School of Computer Science, Qufu Normal University, Rizhao, 276826, China.
School of Information and Electrical Engineering, Ludong University, Yantai, 264025, China.
BMC Bioinformatics. 2022 Jan 20;22(Suppl 12):334. doi: 10.1186/s12859-021-04220-6.
The identification of cancer types is of great significance for early diagnosis and clinical treatment of cancer. Clustering cancer samples is an important means to identify cancer types, which has been paid much attention in the field of bioinformatics. The purpose of cancer clustering is to find expression patterns of different cancer types, so that the samples with similar expression patterns can be gathered into the same type.
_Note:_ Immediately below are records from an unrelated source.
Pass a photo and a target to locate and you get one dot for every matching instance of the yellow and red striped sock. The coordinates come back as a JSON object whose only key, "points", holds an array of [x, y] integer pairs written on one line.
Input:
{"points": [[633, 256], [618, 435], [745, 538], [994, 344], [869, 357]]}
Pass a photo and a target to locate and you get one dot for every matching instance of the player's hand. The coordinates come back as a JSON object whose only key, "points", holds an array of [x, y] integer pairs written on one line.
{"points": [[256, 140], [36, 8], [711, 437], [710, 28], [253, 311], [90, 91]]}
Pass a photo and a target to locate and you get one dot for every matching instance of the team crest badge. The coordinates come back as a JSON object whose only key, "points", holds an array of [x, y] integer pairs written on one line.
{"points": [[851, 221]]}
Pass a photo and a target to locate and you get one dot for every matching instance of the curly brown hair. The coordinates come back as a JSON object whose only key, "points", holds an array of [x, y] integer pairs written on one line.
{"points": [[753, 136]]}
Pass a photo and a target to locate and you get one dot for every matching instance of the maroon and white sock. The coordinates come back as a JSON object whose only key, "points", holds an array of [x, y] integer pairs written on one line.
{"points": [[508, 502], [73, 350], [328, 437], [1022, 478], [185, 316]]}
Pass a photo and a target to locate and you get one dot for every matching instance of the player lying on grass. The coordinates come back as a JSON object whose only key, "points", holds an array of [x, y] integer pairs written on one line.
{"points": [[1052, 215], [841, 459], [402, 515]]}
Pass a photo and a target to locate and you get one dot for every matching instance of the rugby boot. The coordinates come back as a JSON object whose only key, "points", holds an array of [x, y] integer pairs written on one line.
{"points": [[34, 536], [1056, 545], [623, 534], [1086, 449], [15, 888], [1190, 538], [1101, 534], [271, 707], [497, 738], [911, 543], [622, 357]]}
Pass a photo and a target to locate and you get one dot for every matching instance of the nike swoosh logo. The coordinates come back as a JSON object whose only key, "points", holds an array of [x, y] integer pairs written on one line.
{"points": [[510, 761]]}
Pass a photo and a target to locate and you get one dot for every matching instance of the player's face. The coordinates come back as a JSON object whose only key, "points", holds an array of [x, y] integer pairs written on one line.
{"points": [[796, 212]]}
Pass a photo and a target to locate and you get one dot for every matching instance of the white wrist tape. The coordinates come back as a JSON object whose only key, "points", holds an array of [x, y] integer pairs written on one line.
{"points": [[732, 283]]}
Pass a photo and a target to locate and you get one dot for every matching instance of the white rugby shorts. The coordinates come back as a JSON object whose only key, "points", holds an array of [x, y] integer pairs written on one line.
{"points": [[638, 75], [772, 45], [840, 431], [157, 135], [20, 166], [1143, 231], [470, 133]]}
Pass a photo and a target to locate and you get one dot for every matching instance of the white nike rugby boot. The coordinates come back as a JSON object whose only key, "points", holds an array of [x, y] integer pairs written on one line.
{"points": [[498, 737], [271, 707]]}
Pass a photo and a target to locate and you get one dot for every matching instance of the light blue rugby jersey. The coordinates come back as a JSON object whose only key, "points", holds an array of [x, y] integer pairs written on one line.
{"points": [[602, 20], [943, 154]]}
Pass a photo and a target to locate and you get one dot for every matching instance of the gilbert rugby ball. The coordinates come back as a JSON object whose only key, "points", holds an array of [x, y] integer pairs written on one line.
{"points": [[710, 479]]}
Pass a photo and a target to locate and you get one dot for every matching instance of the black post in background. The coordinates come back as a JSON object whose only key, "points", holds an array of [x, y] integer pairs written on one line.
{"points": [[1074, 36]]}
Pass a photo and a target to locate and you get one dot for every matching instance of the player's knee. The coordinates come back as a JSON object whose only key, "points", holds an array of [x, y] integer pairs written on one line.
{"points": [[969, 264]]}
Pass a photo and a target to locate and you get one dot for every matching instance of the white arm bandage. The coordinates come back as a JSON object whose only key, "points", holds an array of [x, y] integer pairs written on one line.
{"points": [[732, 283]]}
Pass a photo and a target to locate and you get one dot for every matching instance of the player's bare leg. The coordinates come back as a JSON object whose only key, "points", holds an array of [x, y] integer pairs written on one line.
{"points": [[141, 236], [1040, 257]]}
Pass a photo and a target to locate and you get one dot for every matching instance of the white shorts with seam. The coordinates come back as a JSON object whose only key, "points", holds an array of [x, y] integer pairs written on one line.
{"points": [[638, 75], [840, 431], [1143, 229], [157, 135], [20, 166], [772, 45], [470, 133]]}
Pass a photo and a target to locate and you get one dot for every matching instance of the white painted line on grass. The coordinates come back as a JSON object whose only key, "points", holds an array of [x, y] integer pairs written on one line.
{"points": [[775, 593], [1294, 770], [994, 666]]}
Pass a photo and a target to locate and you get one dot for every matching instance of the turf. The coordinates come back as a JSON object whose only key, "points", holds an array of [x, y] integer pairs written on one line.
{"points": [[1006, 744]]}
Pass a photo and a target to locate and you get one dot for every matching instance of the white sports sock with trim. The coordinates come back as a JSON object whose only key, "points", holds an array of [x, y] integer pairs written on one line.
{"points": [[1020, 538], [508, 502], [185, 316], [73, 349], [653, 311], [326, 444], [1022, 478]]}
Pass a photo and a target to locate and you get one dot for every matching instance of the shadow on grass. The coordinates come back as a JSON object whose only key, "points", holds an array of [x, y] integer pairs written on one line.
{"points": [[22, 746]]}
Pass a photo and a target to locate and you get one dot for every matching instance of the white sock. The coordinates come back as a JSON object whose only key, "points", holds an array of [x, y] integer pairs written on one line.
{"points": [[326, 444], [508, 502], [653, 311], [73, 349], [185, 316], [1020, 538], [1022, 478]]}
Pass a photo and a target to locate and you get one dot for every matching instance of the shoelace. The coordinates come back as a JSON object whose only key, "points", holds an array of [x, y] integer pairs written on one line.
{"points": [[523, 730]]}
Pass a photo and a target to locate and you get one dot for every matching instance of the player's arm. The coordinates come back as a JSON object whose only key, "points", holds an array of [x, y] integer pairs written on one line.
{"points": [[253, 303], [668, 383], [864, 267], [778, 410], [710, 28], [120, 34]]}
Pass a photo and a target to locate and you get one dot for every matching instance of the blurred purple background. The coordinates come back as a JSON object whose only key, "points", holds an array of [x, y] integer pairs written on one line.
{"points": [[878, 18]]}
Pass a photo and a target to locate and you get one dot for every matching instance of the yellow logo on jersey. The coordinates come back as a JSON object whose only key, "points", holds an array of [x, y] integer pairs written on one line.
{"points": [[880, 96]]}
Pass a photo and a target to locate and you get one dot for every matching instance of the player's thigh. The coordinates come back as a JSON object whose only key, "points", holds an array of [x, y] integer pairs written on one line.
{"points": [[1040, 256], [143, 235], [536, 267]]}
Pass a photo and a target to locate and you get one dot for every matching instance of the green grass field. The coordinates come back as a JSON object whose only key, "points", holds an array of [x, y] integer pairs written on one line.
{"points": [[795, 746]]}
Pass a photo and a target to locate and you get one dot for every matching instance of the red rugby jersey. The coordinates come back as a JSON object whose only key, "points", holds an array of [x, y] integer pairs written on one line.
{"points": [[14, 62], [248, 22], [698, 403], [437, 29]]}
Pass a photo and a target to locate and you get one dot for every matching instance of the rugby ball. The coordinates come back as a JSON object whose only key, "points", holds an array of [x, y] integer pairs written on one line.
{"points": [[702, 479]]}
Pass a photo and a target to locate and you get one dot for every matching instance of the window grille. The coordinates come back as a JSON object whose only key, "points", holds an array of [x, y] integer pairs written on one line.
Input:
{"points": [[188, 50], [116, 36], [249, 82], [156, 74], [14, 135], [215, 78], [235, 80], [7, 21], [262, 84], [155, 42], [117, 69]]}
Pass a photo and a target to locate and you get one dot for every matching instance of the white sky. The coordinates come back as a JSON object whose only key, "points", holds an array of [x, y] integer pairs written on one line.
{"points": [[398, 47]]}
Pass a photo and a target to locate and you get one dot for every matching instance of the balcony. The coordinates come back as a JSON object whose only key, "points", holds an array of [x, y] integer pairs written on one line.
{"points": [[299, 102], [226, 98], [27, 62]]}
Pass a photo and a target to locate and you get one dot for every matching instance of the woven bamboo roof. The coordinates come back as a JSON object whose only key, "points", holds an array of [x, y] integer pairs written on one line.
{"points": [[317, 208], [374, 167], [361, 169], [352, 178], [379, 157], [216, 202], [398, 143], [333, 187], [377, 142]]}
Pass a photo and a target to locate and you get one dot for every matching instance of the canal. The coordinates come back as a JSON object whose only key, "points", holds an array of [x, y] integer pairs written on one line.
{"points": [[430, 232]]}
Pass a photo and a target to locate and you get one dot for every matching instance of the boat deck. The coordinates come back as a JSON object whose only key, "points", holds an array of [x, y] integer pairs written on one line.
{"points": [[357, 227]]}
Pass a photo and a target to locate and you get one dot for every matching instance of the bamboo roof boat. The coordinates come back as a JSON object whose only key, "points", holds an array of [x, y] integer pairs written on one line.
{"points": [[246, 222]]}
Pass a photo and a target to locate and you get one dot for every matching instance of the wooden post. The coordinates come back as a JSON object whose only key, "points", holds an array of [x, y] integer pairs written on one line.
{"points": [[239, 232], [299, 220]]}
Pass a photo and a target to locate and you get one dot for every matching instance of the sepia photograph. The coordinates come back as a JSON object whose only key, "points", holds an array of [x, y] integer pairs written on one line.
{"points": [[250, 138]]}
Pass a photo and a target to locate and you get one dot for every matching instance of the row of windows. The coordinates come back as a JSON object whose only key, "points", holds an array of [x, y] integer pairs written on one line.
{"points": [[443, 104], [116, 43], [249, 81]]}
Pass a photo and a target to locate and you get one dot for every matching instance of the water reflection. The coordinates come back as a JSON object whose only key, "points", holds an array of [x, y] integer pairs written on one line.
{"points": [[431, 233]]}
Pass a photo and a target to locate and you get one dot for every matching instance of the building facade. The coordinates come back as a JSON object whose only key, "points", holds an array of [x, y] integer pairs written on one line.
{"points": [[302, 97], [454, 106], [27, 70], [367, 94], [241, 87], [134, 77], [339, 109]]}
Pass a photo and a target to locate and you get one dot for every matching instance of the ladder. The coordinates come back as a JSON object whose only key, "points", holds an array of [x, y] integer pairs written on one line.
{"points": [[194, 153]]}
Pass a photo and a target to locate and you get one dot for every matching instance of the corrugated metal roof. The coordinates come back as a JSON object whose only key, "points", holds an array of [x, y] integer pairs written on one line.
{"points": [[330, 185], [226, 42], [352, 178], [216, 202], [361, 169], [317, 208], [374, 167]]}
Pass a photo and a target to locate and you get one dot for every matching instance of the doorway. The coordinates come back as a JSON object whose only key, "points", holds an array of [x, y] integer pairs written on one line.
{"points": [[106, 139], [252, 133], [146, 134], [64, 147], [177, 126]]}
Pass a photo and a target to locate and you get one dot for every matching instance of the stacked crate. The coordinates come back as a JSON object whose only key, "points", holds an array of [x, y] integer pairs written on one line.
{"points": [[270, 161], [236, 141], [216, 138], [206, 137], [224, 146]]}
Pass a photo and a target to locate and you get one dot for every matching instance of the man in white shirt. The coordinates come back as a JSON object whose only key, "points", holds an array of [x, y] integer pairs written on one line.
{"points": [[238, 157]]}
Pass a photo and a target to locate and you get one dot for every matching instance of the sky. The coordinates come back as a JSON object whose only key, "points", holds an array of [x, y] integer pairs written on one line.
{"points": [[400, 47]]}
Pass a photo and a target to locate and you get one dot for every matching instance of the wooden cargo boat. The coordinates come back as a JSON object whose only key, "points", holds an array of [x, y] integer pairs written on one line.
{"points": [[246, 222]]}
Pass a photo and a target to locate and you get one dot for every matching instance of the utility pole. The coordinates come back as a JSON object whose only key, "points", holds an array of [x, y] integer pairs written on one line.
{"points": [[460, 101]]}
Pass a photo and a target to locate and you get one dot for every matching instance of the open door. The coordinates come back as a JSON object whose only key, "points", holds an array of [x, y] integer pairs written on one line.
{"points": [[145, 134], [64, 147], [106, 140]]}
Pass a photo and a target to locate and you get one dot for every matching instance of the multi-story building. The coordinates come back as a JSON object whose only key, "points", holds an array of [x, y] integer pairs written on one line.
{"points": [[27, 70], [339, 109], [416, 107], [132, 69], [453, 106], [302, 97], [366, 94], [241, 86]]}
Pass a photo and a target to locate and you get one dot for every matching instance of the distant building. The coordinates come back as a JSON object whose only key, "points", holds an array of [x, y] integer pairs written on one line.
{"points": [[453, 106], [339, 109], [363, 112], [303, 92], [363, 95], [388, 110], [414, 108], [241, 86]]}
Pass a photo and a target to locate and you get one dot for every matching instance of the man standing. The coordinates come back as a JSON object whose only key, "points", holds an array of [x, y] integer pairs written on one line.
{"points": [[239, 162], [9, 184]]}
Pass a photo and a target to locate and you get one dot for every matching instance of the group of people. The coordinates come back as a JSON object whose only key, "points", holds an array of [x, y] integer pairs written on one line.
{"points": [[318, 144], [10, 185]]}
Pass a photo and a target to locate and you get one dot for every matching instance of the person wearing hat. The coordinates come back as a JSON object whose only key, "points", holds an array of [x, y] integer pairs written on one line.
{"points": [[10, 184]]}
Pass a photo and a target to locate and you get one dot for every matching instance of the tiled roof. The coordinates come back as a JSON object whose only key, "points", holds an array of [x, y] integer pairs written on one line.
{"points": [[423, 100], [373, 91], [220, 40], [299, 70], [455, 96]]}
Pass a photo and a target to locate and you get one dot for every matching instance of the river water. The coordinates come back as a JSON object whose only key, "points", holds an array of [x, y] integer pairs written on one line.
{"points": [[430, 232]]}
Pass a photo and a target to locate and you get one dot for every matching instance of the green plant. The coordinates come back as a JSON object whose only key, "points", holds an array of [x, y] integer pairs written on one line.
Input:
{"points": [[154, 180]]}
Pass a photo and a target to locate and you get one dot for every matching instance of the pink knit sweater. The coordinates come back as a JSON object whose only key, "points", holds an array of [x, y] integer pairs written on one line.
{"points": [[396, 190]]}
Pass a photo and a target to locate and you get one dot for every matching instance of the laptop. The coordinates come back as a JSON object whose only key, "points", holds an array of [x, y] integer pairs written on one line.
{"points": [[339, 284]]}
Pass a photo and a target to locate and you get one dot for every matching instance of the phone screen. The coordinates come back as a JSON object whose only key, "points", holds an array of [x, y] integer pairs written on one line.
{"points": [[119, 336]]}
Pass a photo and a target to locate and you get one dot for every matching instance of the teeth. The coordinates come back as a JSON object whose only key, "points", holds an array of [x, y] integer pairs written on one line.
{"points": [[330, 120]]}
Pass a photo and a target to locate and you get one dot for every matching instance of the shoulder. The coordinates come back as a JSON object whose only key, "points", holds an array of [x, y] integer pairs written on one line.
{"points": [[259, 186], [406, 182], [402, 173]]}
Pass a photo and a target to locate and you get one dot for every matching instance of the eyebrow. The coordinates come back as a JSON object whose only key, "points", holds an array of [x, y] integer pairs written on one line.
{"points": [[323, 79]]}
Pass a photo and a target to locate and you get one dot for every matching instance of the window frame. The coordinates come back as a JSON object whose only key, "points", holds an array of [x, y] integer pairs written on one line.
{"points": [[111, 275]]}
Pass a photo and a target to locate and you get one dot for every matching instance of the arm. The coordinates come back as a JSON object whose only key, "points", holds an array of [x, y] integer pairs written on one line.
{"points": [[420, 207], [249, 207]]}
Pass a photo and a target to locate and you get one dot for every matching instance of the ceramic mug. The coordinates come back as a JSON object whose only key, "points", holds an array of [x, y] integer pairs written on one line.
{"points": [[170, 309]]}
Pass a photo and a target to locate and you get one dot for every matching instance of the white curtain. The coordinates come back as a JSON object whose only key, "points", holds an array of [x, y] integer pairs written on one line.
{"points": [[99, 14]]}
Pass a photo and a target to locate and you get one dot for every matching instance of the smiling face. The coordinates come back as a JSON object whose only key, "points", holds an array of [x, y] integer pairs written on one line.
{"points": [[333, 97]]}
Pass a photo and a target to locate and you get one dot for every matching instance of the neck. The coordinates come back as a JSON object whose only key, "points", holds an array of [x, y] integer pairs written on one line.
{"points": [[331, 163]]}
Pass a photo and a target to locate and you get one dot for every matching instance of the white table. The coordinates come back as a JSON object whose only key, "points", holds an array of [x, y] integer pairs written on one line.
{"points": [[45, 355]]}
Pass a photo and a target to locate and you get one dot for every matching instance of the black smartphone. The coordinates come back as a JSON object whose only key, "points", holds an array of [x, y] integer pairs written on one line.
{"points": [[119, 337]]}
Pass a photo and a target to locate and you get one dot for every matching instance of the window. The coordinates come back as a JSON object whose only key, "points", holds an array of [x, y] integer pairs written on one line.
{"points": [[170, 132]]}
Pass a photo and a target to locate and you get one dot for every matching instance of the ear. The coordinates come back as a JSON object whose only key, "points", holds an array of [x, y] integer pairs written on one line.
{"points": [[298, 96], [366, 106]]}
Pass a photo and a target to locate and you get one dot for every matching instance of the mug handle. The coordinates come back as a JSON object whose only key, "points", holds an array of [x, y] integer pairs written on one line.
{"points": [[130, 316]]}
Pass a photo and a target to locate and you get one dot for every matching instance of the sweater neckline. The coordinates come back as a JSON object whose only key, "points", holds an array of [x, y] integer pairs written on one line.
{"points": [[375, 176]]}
In order to improve the accuracy and reliability of cancer clustering, many clustering methods begin to focus on the integration analysis of cancer multi-omics data. Obviously, the methods based on multi-omics data have more advantages than those using single omics data. However, the high heterogeneity and noise of cancer multi-omics data pose a great challenge to the multi-omics analysis method.
In this study, in order to extract more complementary information from cancer multi-omics data for cancer clustering, we propose a low-rank subspace clustering method called multi-view manifold regularized compact low-rank representation (MmCLRR). In MmCLRR, each omics data are regarded as a view, and it learns a consistent subspace representation by imposing a consistence constraint on the low-rank affinity matrix of each view to balance the agreement between different views. Moreover, the manifold regularization and concept factorization are introduced into our method. Relying on the concept factorization, the dictionary can be updated in the learning, which greatly improves the subspace learning ability of low-rank representation. We adopt linearized alternating direction method with adaptive penalty to solve the optimization problem of MmCLRR method.
Finally, we apply MmCLRR into the clustering of cancer samples based on multi-omics data, and the clustering results show that our method outperforms the existing multi-view methods.
癌症类型的鉴定对于癌症的早期诊断和临床治疗具有重要意义。聚类癌症样本是识别癌症类型的重要手段,在生物信息学领域受到了广泛关注。癌症聚类的目的是找到不同癌症类型的表达模式,以便将具有相似表达模式的样本聚集到同一类型中。为了提高癌症聚类的准确性和可靠性,许多聚类方法开始关注癌症多组学数据的整合分析。显然,基于多组学数据的方法比使用单一组学数据的方法具有更多的优势。然而,癌症多组学数据的高度异质性和噪声给多组学分析方法带来了巨大的挑战。
在这项研究中,为了从癌症多组学数据中提取更多用于癌症聚类的互补信息,我们提出了一种称为多视图流形正则紧致低秩表示(MmCLRR)的低秩子空间聚类方法。在 MmCLRR 中,每个组学数据都被视为一个视图,并通过对每个视图的低秩相似性矩阵施加一致性约束来学习一致的子空间表示,以平衡不同视图之间的一致性。此外,我们的方法还引入了流形正则化和概念分解。依赖于概念分解,可以在学习过程中更新字典,从而大大提高了低秩表示的子空间学习能力。我们采用带自适应惩罚的线性交替方向法来求解 MmCLRR 方法的优化问题。
最后,我们将 MmCLRR 应用于基于多组学数据的癌症样本聚类中,聚类结果表明,我们的方法优于现有的多视图方法。